Bree must have sensed his presence.
He didn’t answer. And he didn’t let them see him. He couldn’t. Not now.
He didn’t want to endure the sadness—or the horror—on their faces when they saw him fading out like a light turned slowly down. The storm had taken all his energy, and he could feel himself sinking into blackness.
He had been tied to this place because he had a job to do. Now he had done it.
It was over. Bree’s love had brought him back to life, but only for a little time. He’d made love to her. Two glorious times. Not enough. Not nearly enough. But it would have to do.
Yet he understood what he had lost, and the sadness of it gathered around him, choking off the last of his strength. He would never see his daughter graduate from elementary school or go to college. Or celebrate her sixteenth birthday. Or marry the man she loved. And he grieved for the loss of those precious events.
He would never hold the woman he loved again. It was too much to bear. With a trembling hand, he reached toward her and the child. But then his eyes misted and the image of them faded away, and he was left in blackness.
Blackness that was somehow comforting. Blackness that smothered the terrible pain and soothed his wounded heart.
Chapter Seventeen
The wind died as suddenly as it had blown up, leaving an eerie quiet. Outside the house. And inside, too.
Bree stirred, standing and grasping Dinah’s hand. For a moment she had thought Troy was here, but now it felt like she and Dinah were the only two people at Ravencrest.
Troy had told her things—terrible things that she didn’t want to believe. She forced them out of her mind because she couldn’t break down weeping now. There was too much she had to do.
Yet she was cautious as she emerged from the schoolroom, taking Dinah with her. She clutched her small hand as they made their way down to the kitchen. It was empty, and the back door stood open. The wind had blown leaves and dirt inside.
“Mrs. Martindale will be angry about the mess,” Dinah whispered as Bree closed the door.
“I don’t think so,” she answered as she crossed into the pantry and switched on the power, flooding the kitchen with light once again.
Dinah peered anxiously around. “I don’t see Mrs. Martindale.”

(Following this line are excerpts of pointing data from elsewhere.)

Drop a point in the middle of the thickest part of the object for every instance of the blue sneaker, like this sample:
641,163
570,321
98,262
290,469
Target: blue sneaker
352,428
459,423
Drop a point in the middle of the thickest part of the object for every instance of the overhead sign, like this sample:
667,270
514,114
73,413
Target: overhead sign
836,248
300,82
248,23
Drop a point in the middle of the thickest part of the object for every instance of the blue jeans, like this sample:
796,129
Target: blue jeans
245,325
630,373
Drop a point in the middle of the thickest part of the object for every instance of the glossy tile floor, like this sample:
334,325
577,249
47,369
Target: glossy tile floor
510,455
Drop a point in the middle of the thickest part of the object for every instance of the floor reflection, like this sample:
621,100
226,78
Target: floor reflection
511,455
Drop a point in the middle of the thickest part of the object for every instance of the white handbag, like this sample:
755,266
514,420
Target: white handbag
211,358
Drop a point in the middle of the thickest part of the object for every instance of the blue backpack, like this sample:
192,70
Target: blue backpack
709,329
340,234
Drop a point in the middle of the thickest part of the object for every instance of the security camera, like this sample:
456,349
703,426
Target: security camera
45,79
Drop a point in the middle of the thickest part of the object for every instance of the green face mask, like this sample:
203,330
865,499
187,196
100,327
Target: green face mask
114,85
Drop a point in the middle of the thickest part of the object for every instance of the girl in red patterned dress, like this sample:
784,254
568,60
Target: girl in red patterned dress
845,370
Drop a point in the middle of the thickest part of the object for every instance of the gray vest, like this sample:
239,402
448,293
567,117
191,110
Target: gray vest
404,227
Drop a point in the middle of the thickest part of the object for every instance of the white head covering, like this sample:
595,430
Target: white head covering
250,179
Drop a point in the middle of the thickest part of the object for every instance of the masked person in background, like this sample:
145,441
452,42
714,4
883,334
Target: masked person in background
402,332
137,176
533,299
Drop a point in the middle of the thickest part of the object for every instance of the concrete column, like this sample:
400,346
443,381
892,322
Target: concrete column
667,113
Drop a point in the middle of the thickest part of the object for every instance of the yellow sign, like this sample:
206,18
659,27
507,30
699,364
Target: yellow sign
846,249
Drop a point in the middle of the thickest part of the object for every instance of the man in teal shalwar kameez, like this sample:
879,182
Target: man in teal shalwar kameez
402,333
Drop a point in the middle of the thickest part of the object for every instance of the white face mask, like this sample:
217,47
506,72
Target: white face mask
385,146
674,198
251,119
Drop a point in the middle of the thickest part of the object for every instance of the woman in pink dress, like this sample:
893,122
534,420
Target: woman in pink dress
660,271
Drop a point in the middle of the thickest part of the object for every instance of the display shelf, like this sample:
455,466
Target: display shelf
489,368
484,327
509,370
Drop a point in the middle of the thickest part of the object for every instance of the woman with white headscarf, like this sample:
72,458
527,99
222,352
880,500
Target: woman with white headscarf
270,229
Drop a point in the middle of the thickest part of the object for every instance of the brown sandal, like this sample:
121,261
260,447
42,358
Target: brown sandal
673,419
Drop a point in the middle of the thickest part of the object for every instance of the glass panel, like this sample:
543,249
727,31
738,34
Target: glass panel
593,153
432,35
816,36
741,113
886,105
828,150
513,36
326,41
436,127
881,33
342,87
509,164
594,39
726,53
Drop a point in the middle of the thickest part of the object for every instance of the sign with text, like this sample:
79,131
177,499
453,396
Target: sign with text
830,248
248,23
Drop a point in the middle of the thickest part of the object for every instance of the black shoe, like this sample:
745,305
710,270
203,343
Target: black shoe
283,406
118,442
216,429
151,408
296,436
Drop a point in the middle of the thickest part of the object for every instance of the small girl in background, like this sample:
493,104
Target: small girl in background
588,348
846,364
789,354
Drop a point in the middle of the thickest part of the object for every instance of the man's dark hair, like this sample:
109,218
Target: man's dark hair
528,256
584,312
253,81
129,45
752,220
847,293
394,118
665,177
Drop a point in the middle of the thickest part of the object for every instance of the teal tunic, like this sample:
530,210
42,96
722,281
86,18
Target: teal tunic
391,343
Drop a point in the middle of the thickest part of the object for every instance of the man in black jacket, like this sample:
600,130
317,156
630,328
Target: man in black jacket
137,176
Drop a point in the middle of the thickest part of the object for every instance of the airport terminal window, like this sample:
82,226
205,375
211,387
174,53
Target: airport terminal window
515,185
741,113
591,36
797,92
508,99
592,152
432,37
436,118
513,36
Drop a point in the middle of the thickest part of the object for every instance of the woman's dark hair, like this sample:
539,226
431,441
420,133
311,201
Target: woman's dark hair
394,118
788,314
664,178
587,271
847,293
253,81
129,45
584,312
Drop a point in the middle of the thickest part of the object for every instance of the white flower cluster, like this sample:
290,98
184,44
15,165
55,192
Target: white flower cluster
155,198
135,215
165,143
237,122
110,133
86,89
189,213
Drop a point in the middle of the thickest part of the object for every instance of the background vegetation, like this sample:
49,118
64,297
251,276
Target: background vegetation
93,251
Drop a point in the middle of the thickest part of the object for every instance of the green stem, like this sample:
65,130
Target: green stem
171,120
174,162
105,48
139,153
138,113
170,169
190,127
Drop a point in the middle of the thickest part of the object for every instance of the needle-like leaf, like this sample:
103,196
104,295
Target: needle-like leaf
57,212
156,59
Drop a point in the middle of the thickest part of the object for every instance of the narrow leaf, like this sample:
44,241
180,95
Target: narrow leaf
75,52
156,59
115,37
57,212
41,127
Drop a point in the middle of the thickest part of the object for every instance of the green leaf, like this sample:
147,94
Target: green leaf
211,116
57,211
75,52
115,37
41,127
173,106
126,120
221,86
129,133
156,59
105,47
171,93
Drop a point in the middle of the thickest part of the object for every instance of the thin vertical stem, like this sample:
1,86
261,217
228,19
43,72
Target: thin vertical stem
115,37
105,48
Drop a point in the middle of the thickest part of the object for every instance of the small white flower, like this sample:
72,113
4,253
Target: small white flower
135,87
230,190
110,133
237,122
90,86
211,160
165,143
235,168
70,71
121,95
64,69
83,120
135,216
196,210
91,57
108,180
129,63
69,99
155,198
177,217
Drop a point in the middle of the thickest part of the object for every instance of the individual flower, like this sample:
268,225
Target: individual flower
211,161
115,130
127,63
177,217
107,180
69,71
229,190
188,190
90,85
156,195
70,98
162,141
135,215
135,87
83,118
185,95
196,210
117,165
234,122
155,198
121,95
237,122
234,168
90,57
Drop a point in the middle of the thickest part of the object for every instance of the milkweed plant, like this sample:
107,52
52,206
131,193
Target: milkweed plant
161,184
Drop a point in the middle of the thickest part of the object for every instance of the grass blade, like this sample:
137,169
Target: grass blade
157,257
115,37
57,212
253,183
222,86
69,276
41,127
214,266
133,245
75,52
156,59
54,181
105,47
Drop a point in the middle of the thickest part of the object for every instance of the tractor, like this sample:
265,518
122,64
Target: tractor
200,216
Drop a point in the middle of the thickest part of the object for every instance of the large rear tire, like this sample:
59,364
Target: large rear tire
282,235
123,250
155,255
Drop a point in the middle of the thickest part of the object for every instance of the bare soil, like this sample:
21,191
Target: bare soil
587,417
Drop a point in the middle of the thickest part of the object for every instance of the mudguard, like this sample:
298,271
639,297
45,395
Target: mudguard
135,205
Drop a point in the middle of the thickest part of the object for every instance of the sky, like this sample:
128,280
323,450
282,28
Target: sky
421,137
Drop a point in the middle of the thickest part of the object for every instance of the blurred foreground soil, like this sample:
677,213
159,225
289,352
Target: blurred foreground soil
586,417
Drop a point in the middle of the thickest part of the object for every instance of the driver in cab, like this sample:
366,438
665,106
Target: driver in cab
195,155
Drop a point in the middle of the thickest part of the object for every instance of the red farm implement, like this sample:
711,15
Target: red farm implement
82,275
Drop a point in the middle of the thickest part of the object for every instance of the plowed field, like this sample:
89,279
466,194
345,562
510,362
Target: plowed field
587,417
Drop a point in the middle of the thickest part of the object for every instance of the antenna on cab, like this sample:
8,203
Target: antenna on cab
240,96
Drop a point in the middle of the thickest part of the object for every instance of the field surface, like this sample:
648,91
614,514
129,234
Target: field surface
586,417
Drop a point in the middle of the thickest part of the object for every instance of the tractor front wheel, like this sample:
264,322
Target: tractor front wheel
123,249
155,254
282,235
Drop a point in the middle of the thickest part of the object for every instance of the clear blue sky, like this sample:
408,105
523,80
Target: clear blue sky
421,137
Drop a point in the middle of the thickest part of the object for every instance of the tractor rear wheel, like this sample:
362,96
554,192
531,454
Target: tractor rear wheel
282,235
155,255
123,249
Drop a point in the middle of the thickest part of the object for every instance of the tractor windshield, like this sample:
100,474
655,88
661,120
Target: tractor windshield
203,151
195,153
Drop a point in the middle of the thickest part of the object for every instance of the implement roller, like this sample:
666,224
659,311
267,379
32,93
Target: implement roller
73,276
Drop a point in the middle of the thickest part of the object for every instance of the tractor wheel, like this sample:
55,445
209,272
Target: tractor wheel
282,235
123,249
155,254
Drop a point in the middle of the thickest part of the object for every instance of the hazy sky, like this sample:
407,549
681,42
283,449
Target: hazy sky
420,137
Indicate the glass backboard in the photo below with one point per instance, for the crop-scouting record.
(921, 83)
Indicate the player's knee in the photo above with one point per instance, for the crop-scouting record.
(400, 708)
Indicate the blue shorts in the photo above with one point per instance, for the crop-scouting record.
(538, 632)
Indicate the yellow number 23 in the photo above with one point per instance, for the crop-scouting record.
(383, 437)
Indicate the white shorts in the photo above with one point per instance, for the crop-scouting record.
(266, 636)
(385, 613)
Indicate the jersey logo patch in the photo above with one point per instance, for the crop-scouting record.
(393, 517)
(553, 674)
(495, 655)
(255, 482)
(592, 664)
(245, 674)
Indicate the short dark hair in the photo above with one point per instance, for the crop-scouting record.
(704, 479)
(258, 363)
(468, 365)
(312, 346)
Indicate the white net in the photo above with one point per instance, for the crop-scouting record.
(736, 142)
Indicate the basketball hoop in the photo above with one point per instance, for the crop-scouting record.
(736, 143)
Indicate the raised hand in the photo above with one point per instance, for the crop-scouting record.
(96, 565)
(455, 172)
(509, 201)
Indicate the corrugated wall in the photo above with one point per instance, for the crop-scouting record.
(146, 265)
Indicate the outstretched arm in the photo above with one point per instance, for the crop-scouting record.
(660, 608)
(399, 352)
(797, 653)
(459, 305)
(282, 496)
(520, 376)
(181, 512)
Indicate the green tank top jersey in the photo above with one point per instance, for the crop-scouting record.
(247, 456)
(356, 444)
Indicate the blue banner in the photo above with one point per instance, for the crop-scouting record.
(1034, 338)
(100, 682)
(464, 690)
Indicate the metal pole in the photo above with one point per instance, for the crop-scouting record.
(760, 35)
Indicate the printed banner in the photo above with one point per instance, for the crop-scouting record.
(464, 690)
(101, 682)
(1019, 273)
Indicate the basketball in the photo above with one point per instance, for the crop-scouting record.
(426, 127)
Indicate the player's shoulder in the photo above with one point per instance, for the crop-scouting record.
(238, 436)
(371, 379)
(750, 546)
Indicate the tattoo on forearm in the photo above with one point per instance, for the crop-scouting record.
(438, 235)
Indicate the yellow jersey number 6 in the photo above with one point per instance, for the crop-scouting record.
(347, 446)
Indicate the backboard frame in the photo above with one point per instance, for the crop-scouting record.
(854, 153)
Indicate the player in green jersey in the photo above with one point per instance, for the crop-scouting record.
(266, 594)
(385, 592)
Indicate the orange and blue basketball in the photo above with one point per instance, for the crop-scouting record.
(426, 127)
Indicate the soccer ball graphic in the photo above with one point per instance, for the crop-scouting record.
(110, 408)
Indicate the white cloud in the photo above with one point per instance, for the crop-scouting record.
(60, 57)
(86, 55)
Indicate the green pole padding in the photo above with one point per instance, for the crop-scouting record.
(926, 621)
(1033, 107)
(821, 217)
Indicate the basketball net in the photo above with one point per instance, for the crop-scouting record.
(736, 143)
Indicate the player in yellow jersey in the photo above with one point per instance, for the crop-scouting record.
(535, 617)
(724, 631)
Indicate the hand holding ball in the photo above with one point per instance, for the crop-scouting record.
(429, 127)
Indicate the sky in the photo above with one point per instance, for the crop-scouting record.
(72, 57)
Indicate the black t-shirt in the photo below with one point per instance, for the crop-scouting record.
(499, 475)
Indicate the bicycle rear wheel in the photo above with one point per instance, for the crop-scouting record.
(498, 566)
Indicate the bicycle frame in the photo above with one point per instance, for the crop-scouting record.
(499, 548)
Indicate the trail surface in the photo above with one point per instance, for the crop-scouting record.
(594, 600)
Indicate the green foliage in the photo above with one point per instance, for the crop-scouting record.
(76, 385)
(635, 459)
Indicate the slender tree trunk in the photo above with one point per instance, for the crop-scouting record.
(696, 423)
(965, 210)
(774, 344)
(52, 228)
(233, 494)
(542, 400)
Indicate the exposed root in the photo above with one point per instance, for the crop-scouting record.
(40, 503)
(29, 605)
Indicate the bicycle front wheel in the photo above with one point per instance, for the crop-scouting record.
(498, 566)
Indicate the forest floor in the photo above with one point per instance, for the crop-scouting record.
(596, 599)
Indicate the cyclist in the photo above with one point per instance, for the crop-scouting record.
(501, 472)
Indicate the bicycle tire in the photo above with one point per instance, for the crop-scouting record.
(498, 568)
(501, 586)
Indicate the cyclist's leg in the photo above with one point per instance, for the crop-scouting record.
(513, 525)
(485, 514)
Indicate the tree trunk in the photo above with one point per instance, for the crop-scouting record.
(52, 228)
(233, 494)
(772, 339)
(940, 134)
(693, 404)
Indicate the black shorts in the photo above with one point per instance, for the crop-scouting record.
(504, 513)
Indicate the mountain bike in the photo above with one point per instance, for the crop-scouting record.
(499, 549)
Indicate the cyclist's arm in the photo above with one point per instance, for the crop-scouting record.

“I think she and Mr. Graves ran away,” Bree murmured, suspecting that it was a little more than that. Above the sound of the wind, she’d heard screams—long vanishing screams like the sounds of people falling off a cliff. But she wasn’t exactly going to talk about what might have happened outside.
Instead, she got the child a hot cross bun and some milk, which she carried into the cozy sitting room next to the office.
“I’ll be right next door,” she said as she turned on the television set and got a PBS channel.
Leaving the door open, she made sure that Dinah was comfortably settled in front of Sesame Street, then worked at getting the lock off the phone.
As soon as the receiver was free, she called Decorah Security.
Frank Decorah himself answered, and when he heard who was calling, tension crackled over the line. “Bree, where have you been? We’ve been worried. We needed to get in touch with you, and you didn’t leave a phone number.”
She felt her chest tighten. Decorah Security had been a wonderful place to work, and she knew now that she had let them down. “I’m sorry,” she answered. “I thought I was being really clever. It turns out I can use some help. That is, if I’m not fired or something,” she added in a small voice.
“You’re not fired. Tell me what you need,” Frank answered at once.
With a surge of gratitude, Bree lowered her voice and launched into an edited version of events, trying to keep the story coherent. She ended with the two recent murders and the disappearance of Graves and Martindale, who she suspected were dead.